Abstract S7 base class for storing and manipulating phylotranscriptomic expression data. This class provides the common interface for both bulk and single-cell phylotranscriptomic data.
PhyloExpressionSetBase(
strata = stop("@strata is required"),
strata_values = stop("@strata_values is required"),
expression = stop("@expression is required"),
groups = stop("@groups is required"),
name = "Phylo Expression Set",
species = character(0),
index_type = "TXI",
identities_label = "Identities",
gene_ids = character(0),
null_conservation_sample_size = 5000L,
.null_conservation_txis = NULL
)A PhyloExpressionSetBase object
Factor vector of phylostratum assignments for each gene
Numeric vector of phylostratum values used in TXI calculations
Matrix of expression counts with genes as rows and samples as columns
Factor vector indicating which identity each sample belongs to
Character string naming the dataset (default: "Phylo Expression Set")
Character string specifying the species (default: NULL)
Character string specifying the transcriptomic index type (default: "TXI")
Character string labeling the identities (default: "Identities")
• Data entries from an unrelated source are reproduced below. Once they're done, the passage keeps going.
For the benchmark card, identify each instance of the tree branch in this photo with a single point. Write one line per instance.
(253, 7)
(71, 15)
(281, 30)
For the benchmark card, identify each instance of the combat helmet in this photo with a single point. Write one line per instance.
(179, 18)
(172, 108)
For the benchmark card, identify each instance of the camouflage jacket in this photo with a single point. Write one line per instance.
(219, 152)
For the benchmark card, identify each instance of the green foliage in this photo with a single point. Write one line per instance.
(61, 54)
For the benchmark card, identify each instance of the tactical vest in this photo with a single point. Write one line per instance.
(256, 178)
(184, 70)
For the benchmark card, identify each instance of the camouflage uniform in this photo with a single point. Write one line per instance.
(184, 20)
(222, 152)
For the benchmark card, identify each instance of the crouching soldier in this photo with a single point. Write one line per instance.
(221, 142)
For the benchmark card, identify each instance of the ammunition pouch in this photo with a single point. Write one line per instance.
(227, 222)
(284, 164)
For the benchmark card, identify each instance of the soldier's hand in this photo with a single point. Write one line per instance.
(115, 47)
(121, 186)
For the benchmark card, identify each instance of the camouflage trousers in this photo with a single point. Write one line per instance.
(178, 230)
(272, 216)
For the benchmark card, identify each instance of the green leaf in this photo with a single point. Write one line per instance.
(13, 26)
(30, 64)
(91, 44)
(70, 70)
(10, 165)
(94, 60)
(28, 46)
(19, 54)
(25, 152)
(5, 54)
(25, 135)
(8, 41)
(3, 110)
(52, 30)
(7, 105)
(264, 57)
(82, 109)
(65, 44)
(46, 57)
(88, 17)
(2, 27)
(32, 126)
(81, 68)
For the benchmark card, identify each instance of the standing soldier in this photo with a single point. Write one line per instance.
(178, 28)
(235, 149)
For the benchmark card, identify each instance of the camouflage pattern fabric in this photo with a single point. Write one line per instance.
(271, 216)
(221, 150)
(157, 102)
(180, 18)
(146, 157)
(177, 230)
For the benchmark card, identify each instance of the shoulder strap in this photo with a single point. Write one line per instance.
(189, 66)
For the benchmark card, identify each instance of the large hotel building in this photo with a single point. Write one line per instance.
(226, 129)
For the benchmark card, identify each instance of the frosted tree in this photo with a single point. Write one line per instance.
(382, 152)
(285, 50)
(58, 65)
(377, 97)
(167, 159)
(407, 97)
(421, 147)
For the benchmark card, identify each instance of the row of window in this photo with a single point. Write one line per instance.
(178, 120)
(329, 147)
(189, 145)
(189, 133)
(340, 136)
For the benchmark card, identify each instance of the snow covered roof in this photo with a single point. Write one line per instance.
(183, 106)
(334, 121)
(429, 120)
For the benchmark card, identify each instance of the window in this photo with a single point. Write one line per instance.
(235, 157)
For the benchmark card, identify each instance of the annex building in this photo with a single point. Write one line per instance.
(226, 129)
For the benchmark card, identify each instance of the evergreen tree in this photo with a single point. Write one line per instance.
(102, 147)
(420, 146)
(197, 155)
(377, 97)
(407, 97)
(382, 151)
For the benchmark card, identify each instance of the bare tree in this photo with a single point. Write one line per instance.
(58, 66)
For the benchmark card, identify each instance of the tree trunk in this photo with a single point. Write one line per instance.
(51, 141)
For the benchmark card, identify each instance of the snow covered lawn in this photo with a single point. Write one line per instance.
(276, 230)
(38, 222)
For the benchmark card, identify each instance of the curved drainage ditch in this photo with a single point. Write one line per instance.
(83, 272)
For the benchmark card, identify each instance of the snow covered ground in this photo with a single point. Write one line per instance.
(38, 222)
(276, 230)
Character vector of gene identifiers (default: character(0), auto-generated from expression rownames if not provided)
Numeric value for null conservation sample size (default: 5000)
Precomputed null conservation TXI values (default: NULL)
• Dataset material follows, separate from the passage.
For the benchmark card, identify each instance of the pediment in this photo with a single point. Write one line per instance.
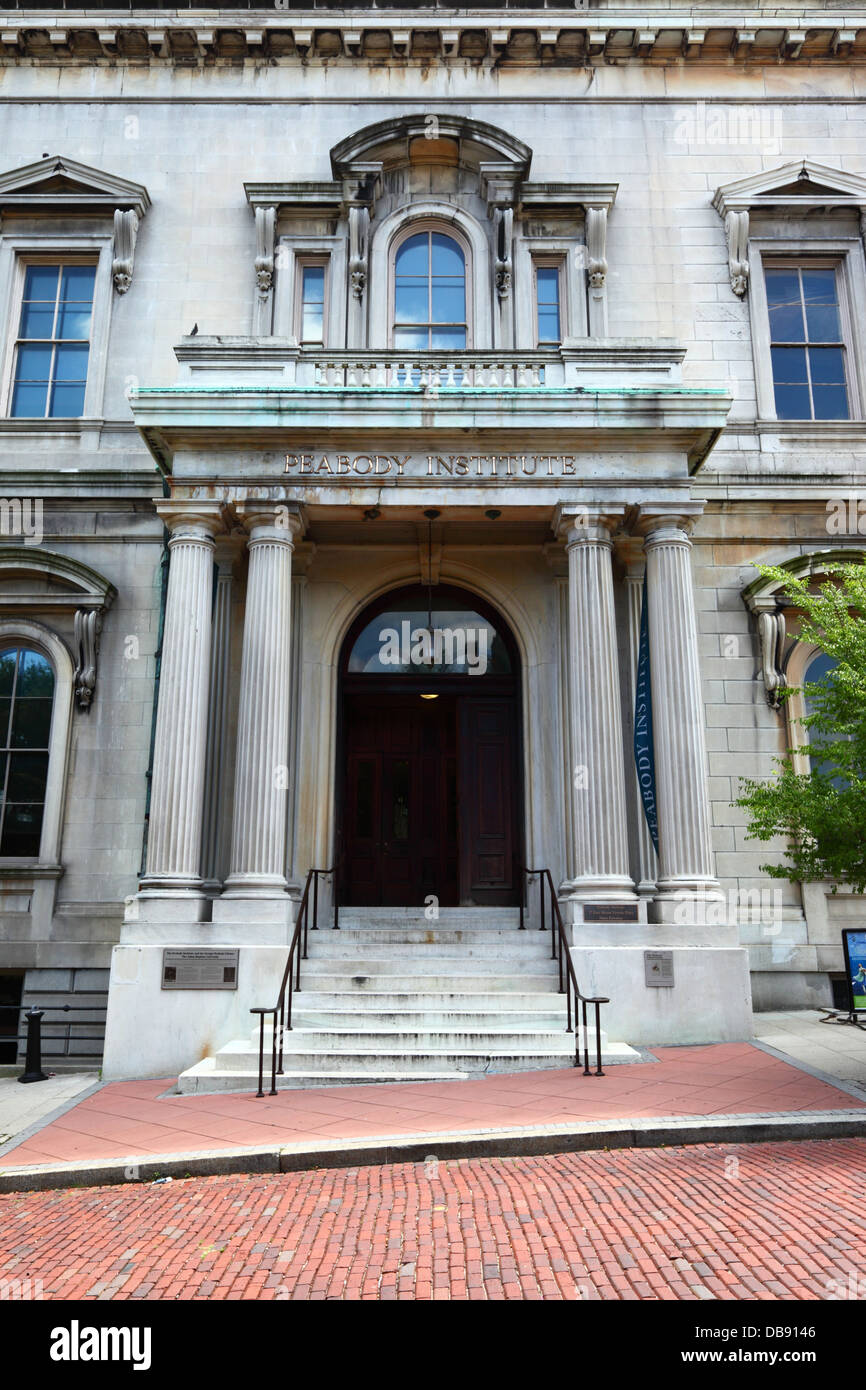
(804, 184)
(57, 182)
The PhyloExpressionSetBase class serves as the foundation for phylotranscriptomic analysis, providing shared functionality for both bulk and single-cell data types.
Abstract Properties:
Subclasses must implement the expression_collapsed property to define how expression
data should be collapsed across replicates or cells.
Computed Properties: Several properties are computed automatically when accessed:
gene_ids - Character vector of gene identifiers (rownames of expression matrix)
identities - Character vector of identity labels (colnames of collapsed expression)
sample_names - Character vector of sample names (colnames of expression matrix)
num_identities - Integer count of unique identities
num_samples - Integer count of total samples
num_genes - Integer count of genes
num_strata - Integer count of phylostrata
index_full_name - Full name of the transcriptomic index type
group_map - List mapping identity names to sample names
TXI - Numeric vector of TXI values for each identity (computed from collapsed expression)
TXI_sample - Numeric vector of TXI values for each sample (computed from raw expression)
null_conservation_txis - Matrix of null conservation TXI values for statistical testing
Validation: The class ensures consistency between expression data, phylostratum assignments, and groupings. All gene-level vectors must have matching lengths, and sample groupings must be consistent.